Je déglutis alors qu'elle affirme que je peux l'aider à faire quelque chose. J'allais me pencher, prêt à attraper sa valise pour l'accompagner en croyant que c'est ce qu'elle était sur le point de me demander, mais elle continue sa phrase après une courte pause. Ce n'est qu'alors qu'elle approche sa pokéball customisée de moi que je commence à comprendre ce qu'elle veut me demander.
Oh, je... tu es sûre ?
Mais si Chanel a pour but de devenir une star des concours, alors je l'y aiderai. Ma victoire d'aujourd'hui me met en confiance quant à ce point. J'irai aussi loin que possible dans cette aventure de coordination, pour elle et avec elle. Mais aussi pour faire honneur au rêve de Clara, pour qu'elle soit fière de son pokémon et qu'elle ne regrette pas de m'avoir fait confiance.
Je ne suis pas vraiment sûr de ce que je devrais dire dans cette situation. Dois-je la remercier ? Ce serait étrange, ce n'est pas vraiment un cadeau qu'elle me fait, mais un service qu'elle me demande. Dois-je lui promettre que sa Mimiqui est entre de bonnes mains ? Ce ne serait pas vraiment nécessaire, si la dresseuse en doutait elle n'aurait pas fait ce choix. Je prends une nouvelle inspiration, le temps de trouver mes mots.
Je m'occuperai bien d'elle, Clara. Pour toi. Et je ferai en sorte que ce qui t'a mise dans cet été ne se reproduise plus. Grâce à mes pokémon, grâce à Chanel, je ferai de Nérova un endroit plus sûr, où chacun sera en sécurité. Même toi.
- Clara Finch
T’aimerais bien sourire, t’essaies même de le faire, même si c’est un peu forcé, un peu faux. Parce qu’il te promet qu’il allait prendre soin de Chanel et ça te fait plaisir. La suite, par contre, est un peu plus difficile à entendre, parce que ça te ramène inlassablement à cette soirée-là, celle où t’avais réalisé bien malgré toi que le rôle n’était pas tout rose et paillettes. Tu secoues alors doucement de la tête, comme pour lui dire que c’était pas ce que tu voulais, que c’était pas ce dont tu avais besoin d’entendre. Déjà parce que tu ne serais plus ici, préférant fuir les problèmes qui assaillaient la région, mais aussi parce que ça impliquait autre chose.
- Promets-moi juste que tu feras attention à toi, d’accord ?

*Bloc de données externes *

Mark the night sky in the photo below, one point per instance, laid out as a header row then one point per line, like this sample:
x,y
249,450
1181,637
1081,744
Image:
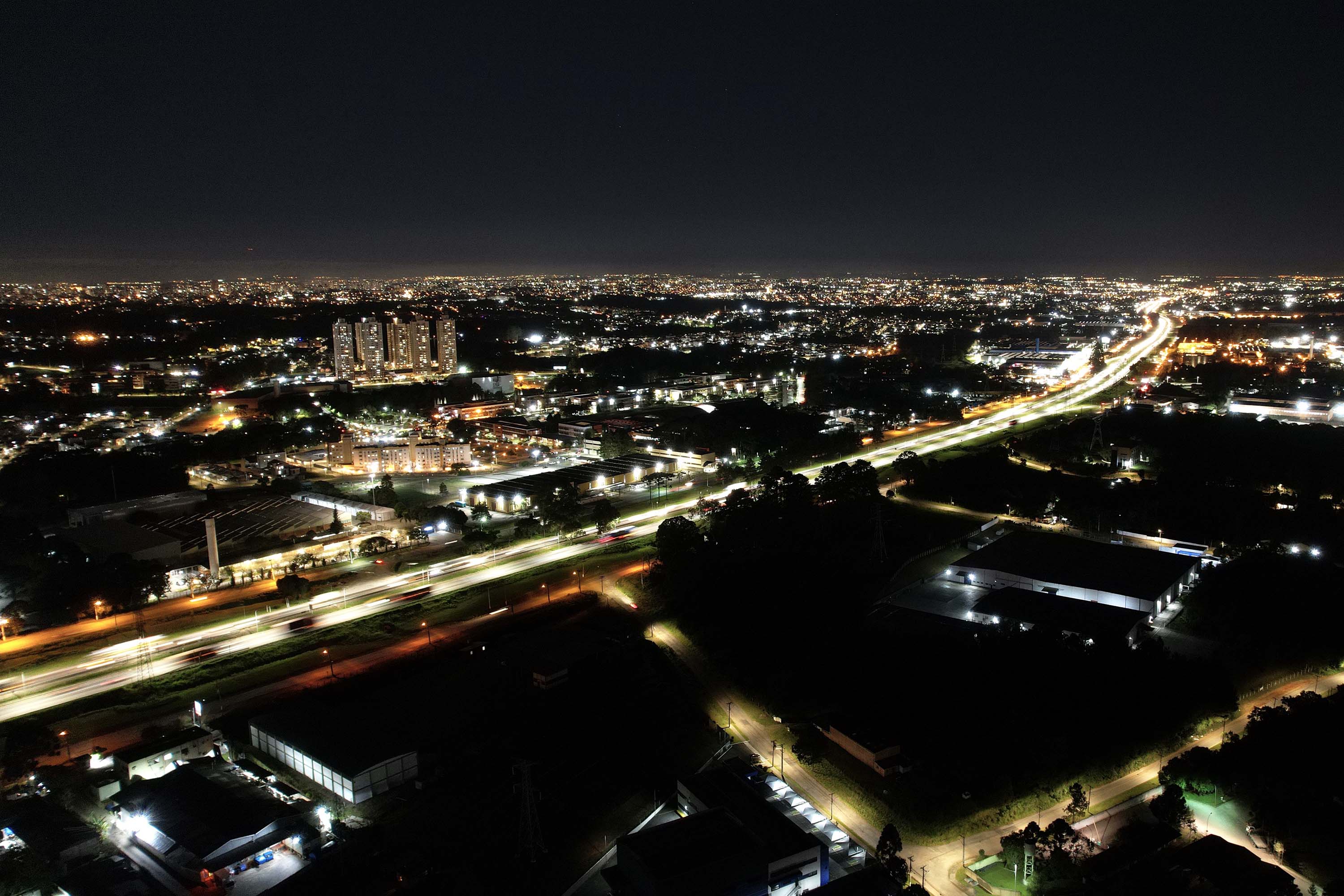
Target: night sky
x,y
1000,139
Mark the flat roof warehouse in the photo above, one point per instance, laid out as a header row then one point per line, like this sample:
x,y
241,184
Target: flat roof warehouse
x,y
1139,574
586,477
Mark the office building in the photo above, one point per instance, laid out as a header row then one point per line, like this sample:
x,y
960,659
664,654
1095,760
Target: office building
x,y
408,346
343,350
447,336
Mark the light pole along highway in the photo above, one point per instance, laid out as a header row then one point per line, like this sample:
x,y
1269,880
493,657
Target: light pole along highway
x,y
113,667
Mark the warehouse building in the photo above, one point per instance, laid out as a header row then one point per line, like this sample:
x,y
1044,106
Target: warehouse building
x,y
354,762
510,496
201,820
1090,621
1058,564
156,758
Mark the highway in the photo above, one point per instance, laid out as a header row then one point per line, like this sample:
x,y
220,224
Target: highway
x,y
116,665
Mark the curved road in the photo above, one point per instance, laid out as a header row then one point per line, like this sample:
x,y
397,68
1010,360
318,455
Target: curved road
x,y
116,665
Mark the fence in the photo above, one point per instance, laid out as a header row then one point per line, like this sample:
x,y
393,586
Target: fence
x,y
984,863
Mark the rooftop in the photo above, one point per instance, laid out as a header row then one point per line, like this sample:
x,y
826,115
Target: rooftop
x,y
685,848
1136,573
202,808
546,482
721,788
346,738
163,745
1088,618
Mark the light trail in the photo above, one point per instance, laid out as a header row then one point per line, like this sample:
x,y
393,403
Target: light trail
x,y
61,685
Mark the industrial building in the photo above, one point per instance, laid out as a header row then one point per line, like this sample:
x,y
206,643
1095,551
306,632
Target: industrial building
x,y
1296,410
1090,621
867,742
1113,574
732,839
347,505
510,496
353,762
409,456
202,818
162,755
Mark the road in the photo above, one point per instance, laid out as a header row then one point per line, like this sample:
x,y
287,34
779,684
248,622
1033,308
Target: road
x,y
116,665
944,860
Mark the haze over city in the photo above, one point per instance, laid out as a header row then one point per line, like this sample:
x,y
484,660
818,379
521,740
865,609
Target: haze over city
x,y
616,452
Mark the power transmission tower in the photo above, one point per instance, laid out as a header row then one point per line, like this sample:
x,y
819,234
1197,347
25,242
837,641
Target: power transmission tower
x,y
529,823
144,663
879,539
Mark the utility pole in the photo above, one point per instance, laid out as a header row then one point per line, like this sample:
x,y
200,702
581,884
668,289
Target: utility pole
x,y
529,823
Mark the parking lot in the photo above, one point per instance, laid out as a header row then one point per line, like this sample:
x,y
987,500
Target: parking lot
x,y
941,597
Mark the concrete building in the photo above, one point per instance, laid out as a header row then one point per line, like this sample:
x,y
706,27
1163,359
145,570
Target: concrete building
x,y
408,346
156,758
369,347
103,539
793,857
347,505
1090,621
707,852
1299,410
866,742
589,480
353,762
410,456
445,335
1060,564
343,350
474,410
202,818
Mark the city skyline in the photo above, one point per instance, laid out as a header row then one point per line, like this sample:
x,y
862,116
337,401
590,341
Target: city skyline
x,y
917,138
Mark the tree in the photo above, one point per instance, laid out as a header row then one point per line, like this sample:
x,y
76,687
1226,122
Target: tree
x,y
678,540
292,587
604,515
811,745
385,495
377,544
615,444
561,509
1171,808
479,539
889,855
1078,801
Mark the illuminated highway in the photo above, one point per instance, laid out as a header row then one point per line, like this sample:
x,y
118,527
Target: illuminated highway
x,y
116,665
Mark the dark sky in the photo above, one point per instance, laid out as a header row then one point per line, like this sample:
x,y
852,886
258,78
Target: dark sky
x,y
220,139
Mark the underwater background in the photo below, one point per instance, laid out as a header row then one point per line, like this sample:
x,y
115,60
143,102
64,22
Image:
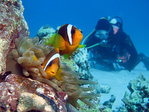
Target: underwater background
x,y
85,13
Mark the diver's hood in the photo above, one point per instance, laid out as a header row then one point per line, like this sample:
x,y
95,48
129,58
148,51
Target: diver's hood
x,y
117,21
103,24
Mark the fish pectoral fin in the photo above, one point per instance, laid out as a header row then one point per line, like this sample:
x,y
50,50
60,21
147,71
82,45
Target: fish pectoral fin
x,y
59,75
49,42
66,56
59,42
81,46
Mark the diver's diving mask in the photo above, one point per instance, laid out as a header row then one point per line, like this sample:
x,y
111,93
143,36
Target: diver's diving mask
x,y
102,34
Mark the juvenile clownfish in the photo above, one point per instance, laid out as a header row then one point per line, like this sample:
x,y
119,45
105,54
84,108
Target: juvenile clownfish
x,y
67,39
51,65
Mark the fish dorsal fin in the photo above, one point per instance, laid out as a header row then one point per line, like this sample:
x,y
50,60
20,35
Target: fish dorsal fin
x,y
69,28
57,55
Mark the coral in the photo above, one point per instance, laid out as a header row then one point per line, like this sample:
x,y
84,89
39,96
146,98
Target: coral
x,y
15,85
138,99
71,85
24,53
78,62
29,101
30,54
45,32
12,25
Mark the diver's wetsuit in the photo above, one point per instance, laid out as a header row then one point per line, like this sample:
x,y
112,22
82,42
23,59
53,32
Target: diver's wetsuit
x,y
117,45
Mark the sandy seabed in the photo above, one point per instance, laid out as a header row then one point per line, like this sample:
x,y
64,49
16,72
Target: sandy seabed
x,y
118,81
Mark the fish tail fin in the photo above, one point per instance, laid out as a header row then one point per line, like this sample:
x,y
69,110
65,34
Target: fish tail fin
x,y
59,75
81,46
66,56
50,41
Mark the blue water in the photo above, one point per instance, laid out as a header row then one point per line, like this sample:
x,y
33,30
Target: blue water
x,y
85,13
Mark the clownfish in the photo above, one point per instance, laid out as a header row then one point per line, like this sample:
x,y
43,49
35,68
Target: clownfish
x,y
51,65
67,39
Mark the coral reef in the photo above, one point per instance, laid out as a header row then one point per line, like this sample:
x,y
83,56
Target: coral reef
x,y
22,56
30,54
12,26
103,88
82,64
29,101
138,99
24,53
15,85
45,32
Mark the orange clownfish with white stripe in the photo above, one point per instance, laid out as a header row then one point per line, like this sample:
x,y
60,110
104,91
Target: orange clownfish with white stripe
x,y
67,39
51,65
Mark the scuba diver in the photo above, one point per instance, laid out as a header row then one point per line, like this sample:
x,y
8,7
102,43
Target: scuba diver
x,y
111,47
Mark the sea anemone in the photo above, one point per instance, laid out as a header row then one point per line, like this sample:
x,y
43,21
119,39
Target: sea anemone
x,y
30,54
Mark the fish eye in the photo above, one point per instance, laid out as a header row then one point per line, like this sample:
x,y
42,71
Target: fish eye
x,y
50,64
72,31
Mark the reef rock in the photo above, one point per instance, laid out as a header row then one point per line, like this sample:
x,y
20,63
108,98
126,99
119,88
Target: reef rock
x,y
12,26
82,64
138,98
31,94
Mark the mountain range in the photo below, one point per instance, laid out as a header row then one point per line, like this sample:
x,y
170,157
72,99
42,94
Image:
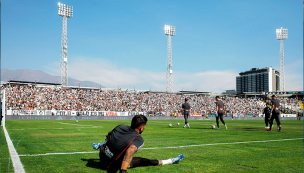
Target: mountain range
x,y
40,76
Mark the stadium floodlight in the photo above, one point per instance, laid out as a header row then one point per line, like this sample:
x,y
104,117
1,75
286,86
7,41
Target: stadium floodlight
x,y
66,12
282,34
169,31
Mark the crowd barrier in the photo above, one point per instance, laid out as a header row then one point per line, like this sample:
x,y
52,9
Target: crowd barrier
x,y
118,114
59,117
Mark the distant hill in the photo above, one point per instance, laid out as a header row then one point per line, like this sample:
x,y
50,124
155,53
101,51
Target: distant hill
x,y
40,76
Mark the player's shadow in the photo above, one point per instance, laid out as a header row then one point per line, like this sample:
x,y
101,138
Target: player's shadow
x,y
93,163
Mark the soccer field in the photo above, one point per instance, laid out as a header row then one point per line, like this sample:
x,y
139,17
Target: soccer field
x,y
65,146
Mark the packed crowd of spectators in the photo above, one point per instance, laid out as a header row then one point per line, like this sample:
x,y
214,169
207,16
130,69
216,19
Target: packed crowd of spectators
x,y
32,98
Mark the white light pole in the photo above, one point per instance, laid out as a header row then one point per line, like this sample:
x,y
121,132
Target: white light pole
x,y
282,34
169,31
66,12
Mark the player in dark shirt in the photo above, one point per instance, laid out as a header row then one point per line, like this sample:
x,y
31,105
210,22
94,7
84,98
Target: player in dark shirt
x,y
186,111
267,112
220,107
122,143
275,113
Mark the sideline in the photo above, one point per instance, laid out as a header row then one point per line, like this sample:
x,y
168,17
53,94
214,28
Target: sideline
x,y
18,167
230,143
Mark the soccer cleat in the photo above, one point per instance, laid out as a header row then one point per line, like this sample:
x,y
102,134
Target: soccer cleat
x,y
96,146
178,158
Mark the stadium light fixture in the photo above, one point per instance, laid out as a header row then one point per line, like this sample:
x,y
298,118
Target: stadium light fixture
x,y
65,12
169,31
282,34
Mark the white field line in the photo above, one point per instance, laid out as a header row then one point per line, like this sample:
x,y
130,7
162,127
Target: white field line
x,y
18,167
230,143
57,128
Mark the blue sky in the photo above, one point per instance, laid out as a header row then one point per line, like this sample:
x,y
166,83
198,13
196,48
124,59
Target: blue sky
x,y
122,43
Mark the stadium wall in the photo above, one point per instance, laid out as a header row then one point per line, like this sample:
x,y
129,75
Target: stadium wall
x,y
39,117
120,114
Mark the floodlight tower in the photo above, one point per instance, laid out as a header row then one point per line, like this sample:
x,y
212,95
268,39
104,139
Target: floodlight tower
x,y
282,34
169,31
66,12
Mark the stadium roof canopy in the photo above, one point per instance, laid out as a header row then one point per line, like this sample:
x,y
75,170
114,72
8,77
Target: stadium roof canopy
x,y
16,82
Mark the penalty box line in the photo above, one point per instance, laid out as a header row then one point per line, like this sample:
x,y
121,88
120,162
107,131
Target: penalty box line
x,y
18,167
229,143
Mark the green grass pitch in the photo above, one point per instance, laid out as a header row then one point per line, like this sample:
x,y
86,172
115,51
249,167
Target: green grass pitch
x,y
223,154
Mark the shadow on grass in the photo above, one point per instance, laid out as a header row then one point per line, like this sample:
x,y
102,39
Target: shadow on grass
x,y
93,163
250,129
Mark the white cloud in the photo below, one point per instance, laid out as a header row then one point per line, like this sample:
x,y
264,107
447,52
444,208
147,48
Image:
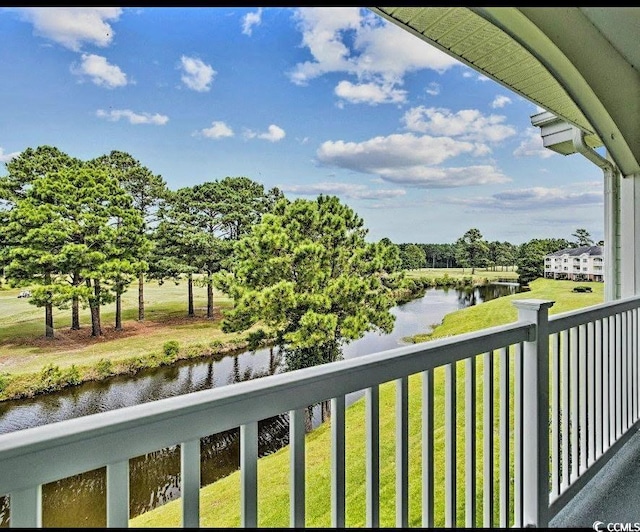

C’est sincère, ça se voit dans ton regard, ça s’entend dans ta voix qui tremble un peu, qui menace de se briser sous l’inquiétude que tu ressens alors qu’il affirme qu’il allait se battre pour protéger les gens comme toi. T’aurais préféré qu’il te dise qu’il allait se contenter des concours, parce que, comme ça, t’aurais pas eu à t’inquiéter pour lui. Pas autant du moins.
- Tu as encore mon numéro, non ? Tu pourras me donner des nouvelles de Chanel.
Et de lui aussi, par le fait même. Après tout, s’il t’envoyait des messages, c’est qu’il était encore en vie et c’était ce qui t’importait. C’est ta façon un peu indirecte de lui demander de te donner des nouvelles, de calmer l’inquiétude que tu pouvais pas t’empêcher de ressentir pour tous ceux que tu connaissais et qui allaient rester ici. Tu pouvais pas t’empêcher de te sentir mal, de partir ainsi, aussi précipitamment, d’abandonner derrière toi des gens que t’aurais vraiment voulu apprendre à connaître davantage, mais c’était sûrement ce qu’il y avait de mieux à faire pour toi. Parce que t’en menais pas large et que, clairement, tu pouvais pas continuer comme ça.
- Spoiler:
- Clara confie Chanel, sa Mimiqui rang A, à Paul, en lui faisant promettre qu'il irait gagner la couronne d'Arianne avec elle tout en lui donnant des nouvelles quotidiennement.